Scientific Software Citation Intent Classification Using Large Language Models

Ana-Maria Istrate, Joshua Fisher, Xinyu Yang, Kara Moraw, Kai Li, Donghui Li, Martin Klein

Published: 2024, Last Modified: 22 Jan 2026NSLP 2024EveryoneRevisionsBibTeXCC BY-SA 4.0

Abstract: Software has emerged as a crucial tool in the current research ecosystem, frequently referenced in academic papers for its application in studies or the introduction of new software systems. Despite its prevalence, there remains a significant gap in understanding how software is cited within the scientific literature. In this study, we offer a conceptual framework for studying software citation intent and explore the use of large language models, such as BERT-based models, GPT-3.5, and GPT-4 for this task. We compile a representative software-mention dataset by merging two existing gold standard software mentions datasets and annotating them to a common citation intent scheme.

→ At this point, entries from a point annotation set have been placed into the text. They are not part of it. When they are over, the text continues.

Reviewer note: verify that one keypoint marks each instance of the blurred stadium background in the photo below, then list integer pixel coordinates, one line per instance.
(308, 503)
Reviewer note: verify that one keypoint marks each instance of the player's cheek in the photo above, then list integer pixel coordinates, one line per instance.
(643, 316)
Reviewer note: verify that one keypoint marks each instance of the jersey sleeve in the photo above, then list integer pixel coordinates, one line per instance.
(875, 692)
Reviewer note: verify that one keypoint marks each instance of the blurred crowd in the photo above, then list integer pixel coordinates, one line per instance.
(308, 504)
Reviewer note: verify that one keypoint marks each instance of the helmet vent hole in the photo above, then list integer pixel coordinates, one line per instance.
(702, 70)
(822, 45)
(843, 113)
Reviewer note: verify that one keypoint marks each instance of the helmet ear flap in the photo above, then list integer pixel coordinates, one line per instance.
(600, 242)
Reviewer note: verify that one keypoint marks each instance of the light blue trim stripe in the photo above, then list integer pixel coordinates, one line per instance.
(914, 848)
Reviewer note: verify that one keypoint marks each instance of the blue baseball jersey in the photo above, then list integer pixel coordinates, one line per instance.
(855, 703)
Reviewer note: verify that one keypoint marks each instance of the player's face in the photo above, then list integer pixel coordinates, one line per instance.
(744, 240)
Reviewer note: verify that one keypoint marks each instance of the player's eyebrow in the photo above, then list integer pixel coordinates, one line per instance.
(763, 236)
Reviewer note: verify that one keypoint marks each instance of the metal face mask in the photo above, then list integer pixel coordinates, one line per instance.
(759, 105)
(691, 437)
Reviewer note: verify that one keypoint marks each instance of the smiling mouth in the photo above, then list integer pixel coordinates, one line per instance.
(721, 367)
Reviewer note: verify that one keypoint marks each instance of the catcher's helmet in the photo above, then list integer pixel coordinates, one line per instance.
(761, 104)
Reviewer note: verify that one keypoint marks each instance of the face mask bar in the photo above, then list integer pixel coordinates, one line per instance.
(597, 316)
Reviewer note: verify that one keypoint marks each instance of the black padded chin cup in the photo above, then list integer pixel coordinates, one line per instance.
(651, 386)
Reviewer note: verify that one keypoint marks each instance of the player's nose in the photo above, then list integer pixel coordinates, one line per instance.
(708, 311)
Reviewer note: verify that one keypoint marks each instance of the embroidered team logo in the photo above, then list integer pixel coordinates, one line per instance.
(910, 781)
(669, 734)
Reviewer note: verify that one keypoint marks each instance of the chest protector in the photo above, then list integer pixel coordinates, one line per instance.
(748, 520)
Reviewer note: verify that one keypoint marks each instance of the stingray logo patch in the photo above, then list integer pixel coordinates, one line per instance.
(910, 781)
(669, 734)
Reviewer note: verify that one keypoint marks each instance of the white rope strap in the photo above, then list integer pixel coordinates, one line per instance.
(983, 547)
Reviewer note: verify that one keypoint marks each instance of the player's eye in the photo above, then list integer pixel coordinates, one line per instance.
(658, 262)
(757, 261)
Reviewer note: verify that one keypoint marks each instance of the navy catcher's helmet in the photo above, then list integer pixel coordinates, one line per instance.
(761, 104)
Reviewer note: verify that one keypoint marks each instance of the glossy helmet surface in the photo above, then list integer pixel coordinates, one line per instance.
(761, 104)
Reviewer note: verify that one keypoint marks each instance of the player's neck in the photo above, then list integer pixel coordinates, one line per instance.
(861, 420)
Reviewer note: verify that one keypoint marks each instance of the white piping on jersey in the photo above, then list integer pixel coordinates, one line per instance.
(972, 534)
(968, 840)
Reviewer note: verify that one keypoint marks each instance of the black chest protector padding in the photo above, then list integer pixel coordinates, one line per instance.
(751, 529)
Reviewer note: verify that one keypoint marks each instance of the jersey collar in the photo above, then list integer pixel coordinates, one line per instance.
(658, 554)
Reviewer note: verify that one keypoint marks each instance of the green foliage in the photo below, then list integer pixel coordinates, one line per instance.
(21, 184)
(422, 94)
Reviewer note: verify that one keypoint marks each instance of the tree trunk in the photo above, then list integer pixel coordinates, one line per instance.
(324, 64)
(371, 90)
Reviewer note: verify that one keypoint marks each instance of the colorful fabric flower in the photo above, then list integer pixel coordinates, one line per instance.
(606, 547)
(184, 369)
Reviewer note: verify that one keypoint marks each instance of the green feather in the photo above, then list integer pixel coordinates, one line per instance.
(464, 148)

This new dataset makes it possible to analyze software citation intent at the sentence level. We observe that in a fine-tuning setting, large language models can generally achieve an accuracy of over 80% on software citation intent classification on unseen, challenging data. Our research paves the way for future empirical investigations into the realm of research software, establishing a foundational framework for exploring this under-examined area.